Imaging of pancreatic neuroendocrine tumors: recent advances, current status, and controversies

Abstract

Recently, there have been a number of advances in imaging pancreatic neuroendocrine tumors (panNETs), as well as other neuroendocrine tumors (NETs), which have had a profound effect on the management and treatment of these patients, but in some cases are also associated with controversies. Areas covered: These advances are the result of numerous studies attempting to better define the roles of both cross-sectional imaging, endoscopic ultrasound, with or without fine-needle aspiration, and molecular imaging in both sporadic and inherited panNET syndromes; the increased attempt to develop imaging parameters that correlate with tumor classification or have prognostic value; the rapidly increasing use of molecular imaging in these tumors and the attempt to develop imaging parameters that correlate with treatment/outcome results. Each of these areas and the associated controversies are reviewed. Expert commentary: There have been numerous advances in all aspects of the imaging of panNETs, as well as other NETs, in the last few years.

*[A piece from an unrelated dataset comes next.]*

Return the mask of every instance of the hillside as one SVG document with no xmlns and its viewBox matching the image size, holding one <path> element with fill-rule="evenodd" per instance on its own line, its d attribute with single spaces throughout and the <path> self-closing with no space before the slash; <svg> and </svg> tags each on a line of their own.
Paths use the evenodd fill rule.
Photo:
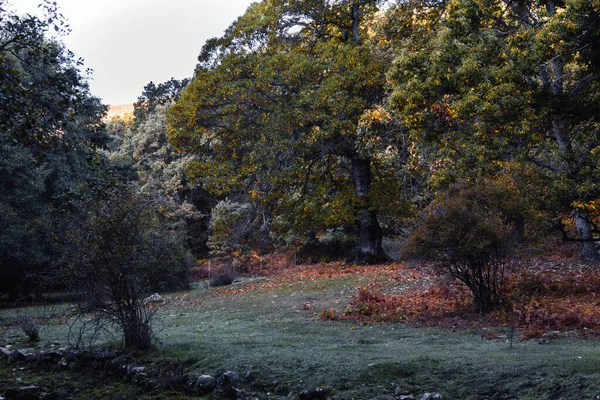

The advances are leading to expanded roles of imaging in the management of these patients and the results being seen in panNETs/GI-NETs with these newer techniques are already being used in more common tumors.

Keywords: CT scan; MEN1; MRI; Neuroendocrine tumor; gastrinoma; imaging; insulinoma; somatostatin receptor imaging.

Figure 1.

Algorithm of imaging for the management/treatment of panNET ¹ Diagnosis based on histopathological findings in NF-panNET, and hormone function tests in F-panNET (see section 2). ² Sporadic or inherited panNETs frequently managed differently (see section 1). ^{3 68}Ga PET/CT allows whole body assessment of disease extent and is more sensitive than cross-sectional imaging (see section 7.C). ⁴ Sensitivity of ⁶⁸Ga-DOTA-SSA PET/CT in insulinomas may be low, due to the low expression/absence of somatostatin receptor subtype 2. In MEN1, neither somatostatin receptor imaging nor cross-sectional imaging identify which imaged NET is functional. Therefore, GLP-1R, EUS-FNA or insulin gradient may be helpful (see section 11). ⁵ If resected panNET is cured but is G3, which is uncommon, then follow as G1/G2 category. ^{6 18}F-FDG PET/CT can identify aggressive NETs (see section 7.D). CT, computed tomography; EUS-FNA, endoscopic ultrasound with fine needle aspiration; F, functioning; FDG, fluorodeoxyglucose; G1/2/3, grade 1/2/3 (according to the WHO classification system); GI, gastrointestinal; GLP-1R, Glucagon-like Peptide 1 receptor; MEN1, multiple endocrine neoplasia-type 1; MRI, magnetic resonance imaging; NF, non-functioning; panNET, pancreatic neuroendocrine tumor; PET, positron emission tomography; PRRT, peptide receptor radionuclide therapy; SSA, somatostatin analogue; US, ultrasonography; VHL, Von Hippel Lindau Disease.